Russia-Ukraine War: Key Developments
Military aid. The United States said it will send Ukraine advanced rockets as part of a new $700 million aid package, while Germany promised a modern air-defense system. The buttressing of Ukraine’s weaponry underscores Western resolve to hobble Russia’s war effort at a critical time.
ARTS AND IDEAS
Hi, hello, allinllachu
One of the most widely spoken Indigenous languages, Quechua, is now on Google Translate, along with 23 other, mostly oral languages. (Allinllachu, as you may have guessed, is how you’d say “hello” in Quechua.)
Collectively, the languages are spoken by 300 million people.

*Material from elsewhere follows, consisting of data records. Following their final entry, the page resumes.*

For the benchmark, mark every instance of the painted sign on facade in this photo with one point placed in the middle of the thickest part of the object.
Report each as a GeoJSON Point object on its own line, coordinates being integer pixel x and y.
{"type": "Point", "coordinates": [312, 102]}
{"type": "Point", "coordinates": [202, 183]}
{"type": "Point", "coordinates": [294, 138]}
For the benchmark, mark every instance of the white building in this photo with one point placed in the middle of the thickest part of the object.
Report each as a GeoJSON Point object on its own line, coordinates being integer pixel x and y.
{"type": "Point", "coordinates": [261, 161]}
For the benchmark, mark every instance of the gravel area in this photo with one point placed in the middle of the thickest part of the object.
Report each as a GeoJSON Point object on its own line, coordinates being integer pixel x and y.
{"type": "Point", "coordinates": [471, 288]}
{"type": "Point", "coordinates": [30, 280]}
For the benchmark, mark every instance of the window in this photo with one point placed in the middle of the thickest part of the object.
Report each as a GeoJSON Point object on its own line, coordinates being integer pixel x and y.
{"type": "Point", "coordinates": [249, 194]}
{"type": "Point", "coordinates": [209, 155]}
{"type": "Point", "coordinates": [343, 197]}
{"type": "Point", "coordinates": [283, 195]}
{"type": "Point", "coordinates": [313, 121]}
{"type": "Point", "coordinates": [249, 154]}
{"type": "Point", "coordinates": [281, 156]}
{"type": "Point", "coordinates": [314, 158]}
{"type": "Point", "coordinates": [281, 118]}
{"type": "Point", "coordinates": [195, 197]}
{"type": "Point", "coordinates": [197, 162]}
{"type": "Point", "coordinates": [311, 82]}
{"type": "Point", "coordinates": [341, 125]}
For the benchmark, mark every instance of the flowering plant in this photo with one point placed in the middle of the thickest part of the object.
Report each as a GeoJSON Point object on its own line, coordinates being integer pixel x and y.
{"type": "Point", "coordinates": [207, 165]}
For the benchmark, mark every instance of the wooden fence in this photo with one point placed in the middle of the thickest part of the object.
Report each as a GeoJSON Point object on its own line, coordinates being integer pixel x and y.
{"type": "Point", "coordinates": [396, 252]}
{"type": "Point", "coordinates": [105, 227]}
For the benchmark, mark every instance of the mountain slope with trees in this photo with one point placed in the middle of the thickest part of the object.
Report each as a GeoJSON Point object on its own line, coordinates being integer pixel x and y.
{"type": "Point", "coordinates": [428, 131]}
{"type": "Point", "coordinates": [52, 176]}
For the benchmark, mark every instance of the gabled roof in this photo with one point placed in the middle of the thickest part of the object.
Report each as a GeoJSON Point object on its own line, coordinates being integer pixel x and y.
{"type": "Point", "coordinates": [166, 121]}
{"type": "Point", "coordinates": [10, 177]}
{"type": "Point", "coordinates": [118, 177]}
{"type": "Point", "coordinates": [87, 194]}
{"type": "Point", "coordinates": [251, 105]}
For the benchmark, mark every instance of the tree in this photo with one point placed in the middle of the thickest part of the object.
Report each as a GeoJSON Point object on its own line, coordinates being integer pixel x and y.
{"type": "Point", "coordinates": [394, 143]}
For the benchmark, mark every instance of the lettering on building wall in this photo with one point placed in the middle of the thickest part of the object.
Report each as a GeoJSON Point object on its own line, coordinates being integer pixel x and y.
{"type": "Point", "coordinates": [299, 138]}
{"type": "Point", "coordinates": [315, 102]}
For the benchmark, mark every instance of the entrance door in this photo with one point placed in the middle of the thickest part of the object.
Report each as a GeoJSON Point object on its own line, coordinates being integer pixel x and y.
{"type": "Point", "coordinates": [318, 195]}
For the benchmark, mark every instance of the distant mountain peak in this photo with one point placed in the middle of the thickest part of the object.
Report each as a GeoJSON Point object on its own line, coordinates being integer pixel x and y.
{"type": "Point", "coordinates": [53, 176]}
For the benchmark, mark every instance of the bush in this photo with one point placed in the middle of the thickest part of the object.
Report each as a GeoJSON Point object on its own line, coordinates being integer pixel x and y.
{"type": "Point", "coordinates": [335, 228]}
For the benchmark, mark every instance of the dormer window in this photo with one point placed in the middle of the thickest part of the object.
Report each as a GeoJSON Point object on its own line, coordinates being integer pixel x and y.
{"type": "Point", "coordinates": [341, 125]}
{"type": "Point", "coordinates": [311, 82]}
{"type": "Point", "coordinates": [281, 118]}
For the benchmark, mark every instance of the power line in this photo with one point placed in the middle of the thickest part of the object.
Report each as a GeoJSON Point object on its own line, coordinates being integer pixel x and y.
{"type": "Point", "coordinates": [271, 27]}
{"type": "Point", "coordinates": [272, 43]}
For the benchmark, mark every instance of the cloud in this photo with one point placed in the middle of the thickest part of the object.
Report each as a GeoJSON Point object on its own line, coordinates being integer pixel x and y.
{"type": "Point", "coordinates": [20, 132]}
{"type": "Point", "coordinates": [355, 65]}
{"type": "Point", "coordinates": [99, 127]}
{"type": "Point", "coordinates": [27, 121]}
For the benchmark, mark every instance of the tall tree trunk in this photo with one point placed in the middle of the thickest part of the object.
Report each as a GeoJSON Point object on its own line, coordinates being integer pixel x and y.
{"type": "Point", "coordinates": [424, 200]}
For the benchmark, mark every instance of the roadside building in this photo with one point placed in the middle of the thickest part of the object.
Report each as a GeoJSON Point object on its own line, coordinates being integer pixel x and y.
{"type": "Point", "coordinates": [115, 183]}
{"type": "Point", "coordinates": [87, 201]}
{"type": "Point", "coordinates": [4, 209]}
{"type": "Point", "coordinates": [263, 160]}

Some have much larger numbers of speakers than European languages like Swedish, Finnish or Catalan, which have been on the translation tool for years.
The move represents a leap forward in its machine-learning system: Until recently, Google Translate needed to see translations of an unknown language. Now, the tool has so much experience that it just needs text in an unknown language to master it.
The move has practical benefits: Doctors could use it to have more nuanced conversations with patients about their ailments. But is also a philosophical vindication of the importance of many languages used almost exclusively in long-marginalized minority groups.
“It’s like saying to the world, ‘Look, here we are!’” said Irma Alvarez Ccoscco, a poet, teacher and digital activist, who has been making the case for Quechua for years.